The country's gross domestic product (GDP) is expected to grow about 10 percent next year as the fundamental factors of economic performance are unlikely to change significantly, the Chinese Academy of Social Sciences said in the Chinese Economy Blue Book 2011.
The think tank estimated that China's GDP growth rate will hover at around 9.9 percent this year.
The major factors that can affect China's economic growth in the new year will be demand-driven domestic growth, world economic environment and the intensity of macro control policies, it said.
Since the outbreak of the global financial crisis, economic growth has been driven by domestic demand, the think tank explained. The reliance on the local market comes as uncertainty in the global recovery process has fueled concerns among Chinese exporters.
Earlier this year, the World Bank estimated that global economic growth for 2010 and 2011 will be 2.7 percent and 3.2 percent, respectively, but recently claimed that world economic growth in 2011 will not exceed 2010
levels.
In addition, the academy said macro control policies will have a negative impact on economic growth.

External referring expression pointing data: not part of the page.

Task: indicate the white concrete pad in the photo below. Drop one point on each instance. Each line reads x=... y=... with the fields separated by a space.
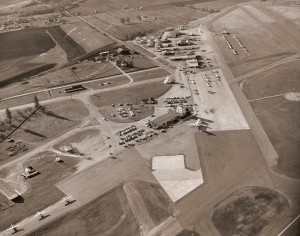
x=172 y=175
x=168 y=162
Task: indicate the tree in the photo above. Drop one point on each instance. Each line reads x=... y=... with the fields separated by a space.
x=36 y=102
x=8 y=114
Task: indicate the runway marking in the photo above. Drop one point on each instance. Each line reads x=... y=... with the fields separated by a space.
x=288 y=225
x=273 y=96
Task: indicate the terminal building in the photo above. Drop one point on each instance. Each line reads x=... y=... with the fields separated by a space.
x=164 y=120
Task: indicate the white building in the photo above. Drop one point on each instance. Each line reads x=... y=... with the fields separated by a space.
x=181 y=110
x=192 y=63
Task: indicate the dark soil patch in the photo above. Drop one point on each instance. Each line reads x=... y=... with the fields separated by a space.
x=95 y=218
x=248 y=210
x=25 y=42
x=72 y=49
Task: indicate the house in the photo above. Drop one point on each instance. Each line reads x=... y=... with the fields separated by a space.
x=192 y=63
x=181 y=110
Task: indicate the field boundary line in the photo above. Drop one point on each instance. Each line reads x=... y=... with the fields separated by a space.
x=258 y=99
x=288 y=226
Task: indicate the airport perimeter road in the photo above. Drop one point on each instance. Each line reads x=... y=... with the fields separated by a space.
x=78 y=95
x=264 y=68
x=259 y=134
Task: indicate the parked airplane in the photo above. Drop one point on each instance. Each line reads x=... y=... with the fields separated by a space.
x=198 y=124
x=66 y=200
x=14 y=228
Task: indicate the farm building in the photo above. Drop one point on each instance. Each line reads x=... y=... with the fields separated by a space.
x=192 y=63
x=181 y=110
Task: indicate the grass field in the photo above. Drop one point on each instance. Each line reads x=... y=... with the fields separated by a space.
x=36 y=130
x=280 y=120
x=90 y=39
x=33 y=70
x=248 y=211
x=23 y=100
x=255 y=34
x=106 y=215
x=280 y=80
x=55 y=116
x=132 y=95
x=24 y=43
x=157 y=202
x=166 y=16
x=71 y=48
x=84 y=71
x=41 y=191
x=278 y=116
x=148 y=75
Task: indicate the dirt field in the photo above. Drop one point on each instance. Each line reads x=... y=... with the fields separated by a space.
x=132 y=95
x=229 y=160
x=89 y=38
x=39 y=191
x=71 y=48
x=24 y=43
x=248 y=211
x=108 y=214
x=148 y=75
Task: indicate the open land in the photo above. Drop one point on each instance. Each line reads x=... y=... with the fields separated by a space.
x=24 y=43
x=36 y=129
x=247 y=29
x=248 y=210
x=39 y=192
x=240 y=131
x=278 y=115
x=89 y=38
x=132 y=95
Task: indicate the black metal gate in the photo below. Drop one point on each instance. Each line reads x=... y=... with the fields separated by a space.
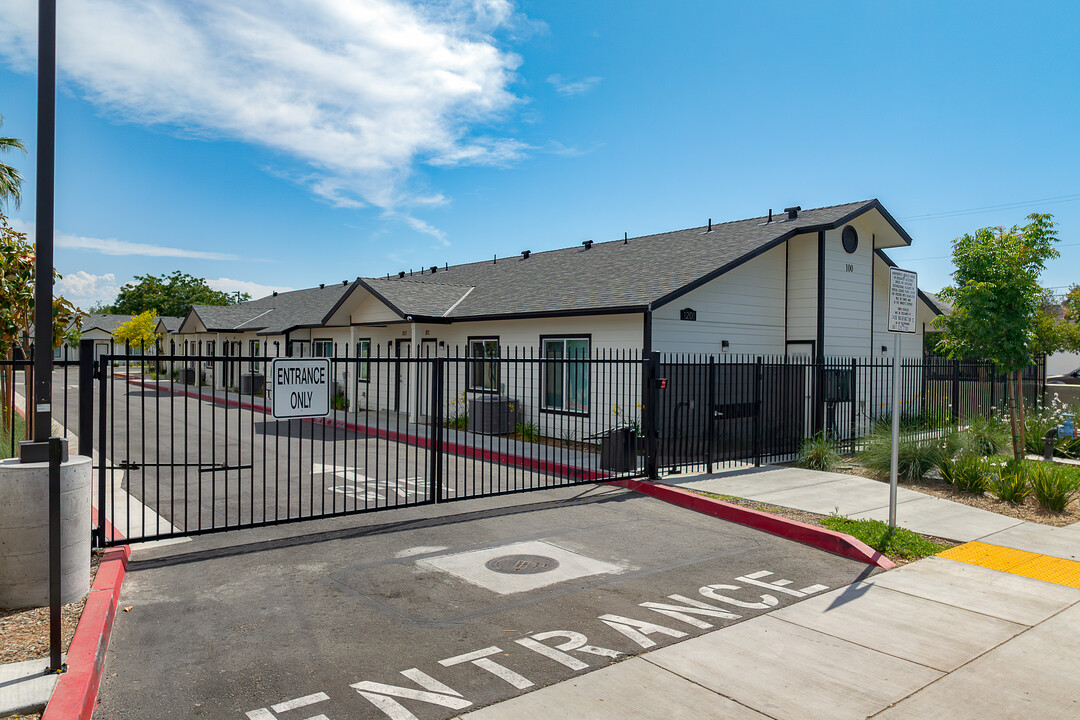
x=188 y=445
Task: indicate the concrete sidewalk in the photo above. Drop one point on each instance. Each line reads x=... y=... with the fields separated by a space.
x=939 y=638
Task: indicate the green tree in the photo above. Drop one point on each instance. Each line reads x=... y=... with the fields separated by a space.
x=16 y=308
x=997 y=301
x=139 y=334
x=171 y=295
x=11 y=181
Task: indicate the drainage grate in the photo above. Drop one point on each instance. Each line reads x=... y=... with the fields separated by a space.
x=522 y=565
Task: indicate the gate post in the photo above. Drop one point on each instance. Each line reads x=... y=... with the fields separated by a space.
x=649 y=419
x=435 y=484
x=86 y=397
x=956 y=392
x=103 y=370
x=757 y=412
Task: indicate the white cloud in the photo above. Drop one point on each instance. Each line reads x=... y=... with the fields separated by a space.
x=358 y=91
x=254 y=289
x=113 y=246
x=86 y=289
x=566 y=86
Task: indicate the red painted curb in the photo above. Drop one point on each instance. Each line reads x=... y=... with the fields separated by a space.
x=76 y=693
x=831 y=541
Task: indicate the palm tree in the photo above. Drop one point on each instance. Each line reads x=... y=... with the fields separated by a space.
x=11 y=181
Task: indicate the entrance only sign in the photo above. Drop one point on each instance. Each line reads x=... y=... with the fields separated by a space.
x=300 y=388
x=903 y=295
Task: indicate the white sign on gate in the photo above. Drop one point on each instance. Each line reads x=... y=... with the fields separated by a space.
x=300 y=386
x=903 y=296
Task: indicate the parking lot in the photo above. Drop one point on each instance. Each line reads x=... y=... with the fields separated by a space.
x=426 y=612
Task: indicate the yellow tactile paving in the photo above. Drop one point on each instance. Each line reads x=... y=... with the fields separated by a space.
x=1017 y=562
x=988 y=556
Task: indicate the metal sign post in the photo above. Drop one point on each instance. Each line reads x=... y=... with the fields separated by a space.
x=903 y=295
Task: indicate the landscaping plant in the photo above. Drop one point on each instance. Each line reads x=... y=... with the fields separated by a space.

Because investments in the real estate sector make up around 20 percent of China's overall urban fixed asset investment, the central government's tightening measures in the property market will put pressure on China's economy, according to the academy.
The Chinese government announced last week that the world's second-largest economy will shift its monetary policy from a relatively loose to a prudent stance next year, amid worries of economic overheating that could lead to inflation.
Since Oct. 20, Beijing raised interest rates once and banks' adjusted reserves ratios on two occasions, while at the same time tightening capital control and property purchases by foreign individuals and businesses.